OE2021 reserva mais 500 milhões de euros para a TAP

Se a TAP precisar, o Estado vai injectar não os 1.200 milhões previstos inicialmente, mas sim, 1.700 milhões de euros, ou seja mais 500 milhões de euros, conforme proposta do Orçamento de Estado para o próximo ano.

Dinheiro extra para a TAP inscrito na proposta do Orçamento de Estado para 2021 é ainda indicativo e referencial, mas o montante de garantias pode ir aos 500 milhões, com o Governo a afirmar que este ano a empresa deverá utilizar a totalidade dos 1.200 milhões de empréstimo do Estado.

Até aqui, o Governo dizia que estava apenas planeado aplicar na TAP 946 milhões do total de 1.200 milhões autorizados pela Comissão Europeia, e que o restante servia como uma reserva.

O ministro de Estado e das Finanças, João Leão, admitiu esta terça-feira que a companhia aérea poderá precisar de mais do que os 500 milhões de euros inscritos na proposta do Orçamento do Estado para 2021.

– Não é o pior cenário, é o cenário indicativo que temos, é o cenário base. Pressupõe sempre a possibilidade de haver cenários mais negativos e menos negativos, admitiu o ministro em conferência de imprensa.

– O que está previsto para a TAP para o próximo ano é uma operação de natureza diferente da que fizemos este ano. Não é um empréstimo directo, mas o Estado dar uma garantia para que a empresa possa ter liquidez para funcionar no próximo ano, disse João Leão.

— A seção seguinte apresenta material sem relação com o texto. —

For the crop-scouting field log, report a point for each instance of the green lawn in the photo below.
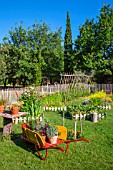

O governante destacou o contexto muito incerto da economia mundial e da aviação, e remeteu uma noção mais concreta das necessidades da TAP para o plano de reestruturação da empresa, que vai ser entregue à Comissão Europeia durante o mês de Dezembro.

O valor indicativo de 500 milhões de euros está assim dependente, porque actualmente a TAP está a desenvolver de forma intensa o plano de reestruturação, que deverá prever a melhoria da eficiência operacional da empresa e uma dimensão de melhoria na parte financeira, referiu.

– Apenas na sequência desse plano de reestruturação e também tendo em consideração a evolução da pandemia e do sector, teremos um valor mais certo do que será preciso no próximo ano para ajudar à liquidez da empresa, em que o Estado possa ter que, no próximo ano, dar uma garantia para assegurar necessidades de financiamento de curto prazo, indicou o ministro João Leão.